Reply to Comments I'm can't reply to comments due to the extremely slow performance of Blogger, but the posting works a little bette...
Reply to Comments
I'm can't reply to comments due to the extremely slow performance of Blogger,
but the posting works a little better.
Baron
Bodissey said...
The tactics the terrorists used -- the assault into the teargas, the fire
and smoke, the locking up of the other prisoners -- were they something
learned at jihad school, at the al-Qaeda camps, maybe? Or were they ad-hoc?
I don't know whether any of this is standard Jihadi doctrine. My guess
is they're ad hoc. Philippine prisons are some of the weirdest places on
earth. Greg Sheridan has an article in
National Interest, the Jihad Archipelago, in which he makes these
revealing remarks about the Philippines, the Abu Sayyaf and its principal ally,
the Moro Islamic Liberation Front (MILF).

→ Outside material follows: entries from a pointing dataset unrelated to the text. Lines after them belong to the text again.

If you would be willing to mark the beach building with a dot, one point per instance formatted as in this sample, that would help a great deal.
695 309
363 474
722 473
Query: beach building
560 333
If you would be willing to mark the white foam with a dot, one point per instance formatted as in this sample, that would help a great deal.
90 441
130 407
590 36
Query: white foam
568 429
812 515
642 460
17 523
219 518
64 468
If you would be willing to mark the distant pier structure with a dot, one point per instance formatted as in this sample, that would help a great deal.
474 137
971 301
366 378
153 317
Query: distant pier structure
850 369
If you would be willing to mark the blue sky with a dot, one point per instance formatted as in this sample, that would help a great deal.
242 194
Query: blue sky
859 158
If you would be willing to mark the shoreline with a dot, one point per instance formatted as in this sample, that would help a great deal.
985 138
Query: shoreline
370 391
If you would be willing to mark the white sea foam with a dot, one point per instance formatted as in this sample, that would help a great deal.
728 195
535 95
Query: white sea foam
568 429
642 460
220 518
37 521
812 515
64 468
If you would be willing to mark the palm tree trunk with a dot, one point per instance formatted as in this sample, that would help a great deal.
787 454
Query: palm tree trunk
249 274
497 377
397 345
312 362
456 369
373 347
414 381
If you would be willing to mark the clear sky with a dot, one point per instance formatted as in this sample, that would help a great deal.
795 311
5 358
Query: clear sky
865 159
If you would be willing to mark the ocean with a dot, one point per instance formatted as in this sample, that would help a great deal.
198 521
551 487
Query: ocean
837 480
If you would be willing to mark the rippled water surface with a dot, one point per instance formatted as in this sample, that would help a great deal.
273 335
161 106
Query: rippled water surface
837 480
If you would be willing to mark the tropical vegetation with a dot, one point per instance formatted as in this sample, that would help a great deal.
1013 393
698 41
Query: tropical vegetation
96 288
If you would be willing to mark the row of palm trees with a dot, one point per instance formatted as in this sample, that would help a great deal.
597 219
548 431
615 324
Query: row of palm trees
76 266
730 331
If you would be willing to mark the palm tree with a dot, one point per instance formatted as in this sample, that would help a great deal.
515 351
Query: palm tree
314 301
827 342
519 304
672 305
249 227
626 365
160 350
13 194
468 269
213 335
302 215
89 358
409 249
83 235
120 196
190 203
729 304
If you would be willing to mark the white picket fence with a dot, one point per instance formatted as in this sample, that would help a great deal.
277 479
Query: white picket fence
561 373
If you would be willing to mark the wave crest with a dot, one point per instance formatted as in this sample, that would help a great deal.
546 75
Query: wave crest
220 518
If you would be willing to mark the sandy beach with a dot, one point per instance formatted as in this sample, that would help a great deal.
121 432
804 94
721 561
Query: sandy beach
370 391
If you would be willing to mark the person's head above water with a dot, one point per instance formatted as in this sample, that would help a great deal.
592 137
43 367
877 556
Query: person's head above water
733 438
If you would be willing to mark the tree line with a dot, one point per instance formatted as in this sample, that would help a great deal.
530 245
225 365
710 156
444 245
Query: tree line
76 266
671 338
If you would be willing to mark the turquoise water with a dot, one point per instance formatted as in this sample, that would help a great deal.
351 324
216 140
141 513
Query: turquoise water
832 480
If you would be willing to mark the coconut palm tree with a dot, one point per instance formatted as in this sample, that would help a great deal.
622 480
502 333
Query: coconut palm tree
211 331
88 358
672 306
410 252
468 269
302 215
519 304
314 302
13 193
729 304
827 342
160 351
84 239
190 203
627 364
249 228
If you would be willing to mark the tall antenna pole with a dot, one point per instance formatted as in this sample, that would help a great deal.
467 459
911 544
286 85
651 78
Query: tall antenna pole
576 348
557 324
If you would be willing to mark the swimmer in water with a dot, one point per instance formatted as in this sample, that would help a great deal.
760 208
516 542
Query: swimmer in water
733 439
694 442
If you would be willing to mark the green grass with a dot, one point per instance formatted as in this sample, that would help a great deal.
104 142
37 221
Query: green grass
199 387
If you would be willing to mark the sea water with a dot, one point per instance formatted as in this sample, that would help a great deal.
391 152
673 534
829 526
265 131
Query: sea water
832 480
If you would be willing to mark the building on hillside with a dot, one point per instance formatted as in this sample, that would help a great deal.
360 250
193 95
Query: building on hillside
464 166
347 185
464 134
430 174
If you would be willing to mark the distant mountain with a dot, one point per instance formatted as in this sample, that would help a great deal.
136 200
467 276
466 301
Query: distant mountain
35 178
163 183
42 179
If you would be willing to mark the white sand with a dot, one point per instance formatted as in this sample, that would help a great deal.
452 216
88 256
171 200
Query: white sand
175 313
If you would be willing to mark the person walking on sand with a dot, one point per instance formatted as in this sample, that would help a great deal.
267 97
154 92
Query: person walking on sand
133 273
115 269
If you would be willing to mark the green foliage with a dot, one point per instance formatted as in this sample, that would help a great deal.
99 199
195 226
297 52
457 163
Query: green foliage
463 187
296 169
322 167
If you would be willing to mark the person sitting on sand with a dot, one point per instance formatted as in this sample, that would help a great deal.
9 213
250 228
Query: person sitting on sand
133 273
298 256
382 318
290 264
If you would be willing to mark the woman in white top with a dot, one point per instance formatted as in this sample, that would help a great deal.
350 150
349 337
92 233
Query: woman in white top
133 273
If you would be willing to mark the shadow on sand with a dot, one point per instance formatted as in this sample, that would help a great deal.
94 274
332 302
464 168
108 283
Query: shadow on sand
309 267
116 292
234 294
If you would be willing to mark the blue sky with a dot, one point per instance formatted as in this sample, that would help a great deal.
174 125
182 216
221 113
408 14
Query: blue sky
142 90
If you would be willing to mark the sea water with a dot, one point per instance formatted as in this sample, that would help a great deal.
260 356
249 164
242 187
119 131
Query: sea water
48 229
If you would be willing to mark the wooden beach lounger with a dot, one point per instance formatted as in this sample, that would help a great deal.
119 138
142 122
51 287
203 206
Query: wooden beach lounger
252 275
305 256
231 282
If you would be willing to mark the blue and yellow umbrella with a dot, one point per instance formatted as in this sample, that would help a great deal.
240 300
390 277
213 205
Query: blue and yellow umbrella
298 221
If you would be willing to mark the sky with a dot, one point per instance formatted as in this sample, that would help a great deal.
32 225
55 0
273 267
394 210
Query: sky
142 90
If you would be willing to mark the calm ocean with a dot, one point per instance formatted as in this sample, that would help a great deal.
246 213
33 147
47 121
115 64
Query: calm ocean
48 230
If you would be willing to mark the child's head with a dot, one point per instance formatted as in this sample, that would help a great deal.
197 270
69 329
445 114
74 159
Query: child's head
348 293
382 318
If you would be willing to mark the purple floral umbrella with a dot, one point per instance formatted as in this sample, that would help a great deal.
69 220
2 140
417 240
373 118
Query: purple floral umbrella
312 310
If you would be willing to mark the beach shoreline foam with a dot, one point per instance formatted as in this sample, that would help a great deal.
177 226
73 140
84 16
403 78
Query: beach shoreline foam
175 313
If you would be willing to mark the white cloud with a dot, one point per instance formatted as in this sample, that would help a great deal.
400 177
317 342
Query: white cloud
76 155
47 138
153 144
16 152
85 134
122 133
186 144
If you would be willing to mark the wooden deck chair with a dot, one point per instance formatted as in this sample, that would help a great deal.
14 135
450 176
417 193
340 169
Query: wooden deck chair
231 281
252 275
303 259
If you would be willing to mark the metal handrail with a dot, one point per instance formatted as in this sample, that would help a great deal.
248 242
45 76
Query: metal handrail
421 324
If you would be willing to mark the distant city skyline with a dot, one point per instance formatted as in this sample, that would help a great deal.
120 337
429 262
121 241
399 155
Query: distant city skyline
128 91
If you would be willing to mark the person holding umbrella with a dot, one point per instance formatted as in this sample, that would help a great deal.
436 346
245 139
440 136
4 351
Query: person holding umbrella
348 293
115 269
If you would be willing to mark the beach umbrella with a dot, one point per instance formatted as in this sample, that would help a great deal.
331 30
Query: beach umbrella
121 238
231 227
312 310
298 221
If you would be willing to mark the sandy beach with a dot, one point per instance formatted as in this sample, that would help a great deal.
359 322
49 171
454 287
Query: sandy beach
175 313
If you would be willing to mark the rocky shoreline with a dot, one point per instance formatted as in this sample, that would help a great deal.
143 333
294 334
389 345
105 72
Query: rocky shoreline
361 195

The Philippines is the strangest nation in Southeast Asia and the one with
the strongest Islamic extremist movement. It is predominantly Catholic
(though with strong mystical influences) and more American than anywhere else
in the region. Hispanic in political culture, it is schizophrenic at many
levels of national identity.
The MILF is a very strange beast ... State Department officials would like
to list it as a terrorist organization but don't because that would
torpedo the peace process, such as it is. ... MILF-controlled areas of
the south provide both the training camps and the vital rest and
recreation hinterland for the region's Islamist terrorists, especially
JI operatives from Indonesia ... there is no doubt that they have
provided, and continue to provide, training camps for JI terrorists. This
allows JI to constantly replenish its stocks through new training programs ...
At the same time, corrupt members of the Philippines armed forces
have aided the MILF. ... The papers described in shocking detail
the involvement of the Philippines navy in dozens of incidents of
seaborne smuggling of military and other supplies to the MILF. A
smaller Islamist terrorist outfit, the Abu Sayyaf group, is ... much more
overtly linked to Al-Qaeda, and among its leaders are veterans of the
Afghan war against the Soviet Union. The broader picture in the southern
Philippines is of the failure of the state. Substantial Philippines
military operations, backed at times by hundreds of U.S. troops in a
so-called "advisory" role, have made little progress against either Abu
Sayyaf or the MILF. Until its military becomes more effective, and
numerous other arms of the state can deliver the services and order they
are supposed to, the prospect is for more of the same. In many ways it
is the most disturbing piece in the Southeast Asian jigsaw.
All of which you would have guessed from reading bits and pieces of the
Belmont Club but Greg Sheridan puts it together in a respectable and
scholarly way. Philippines prisons are places where inmates devote nearly
limitless ingenuity to devising mind-boggling schemes. It's a place where
inmates implant plastic pellets in their Johnsons using razor blades,
merthiolate and ignorance; it's a place where inmates have passed messages to
each other using cockroaches tethered to thread; it's a place where people play
a game of 'attract the fly' by betting on which coin a fly will choose to light
upon in the toilets. It's a place where your life depends on your shiv and the
guys you've chosen as your friends. Poetry has been written and forgotten within
its walls. It is a place of closely held ritual, where by tradition all
prisoners beat their cups against the bars when a man is led to the electric
chair. It is as alien to the Philippine ruling elite as the surface of Mars.
I can imagine the Abu Sayyaf assaulting the police raiders in the teargas
clouds, running with that peculiar comedic gait characteristic of people
sprinting in flip-flops, lighting up the mattresses with a spluttering match
possessed with the indomitable spirit of Bahala Na (I don't give a damn) and
the cops shooting them down in the same part. One day, after the action has died
down in the Middle East, popular culture may turn its attention to the Second
Front against terror in Southeast Asia. Instead of the desert the images will be
of small boats flitting among islets under a whitening moon and of strange
chases in stinking cities between grotesques that would do justice to the
Army of Darkness. Kipling would have been the writer of choice to capture
the atmosphere, only he is seventy years dead.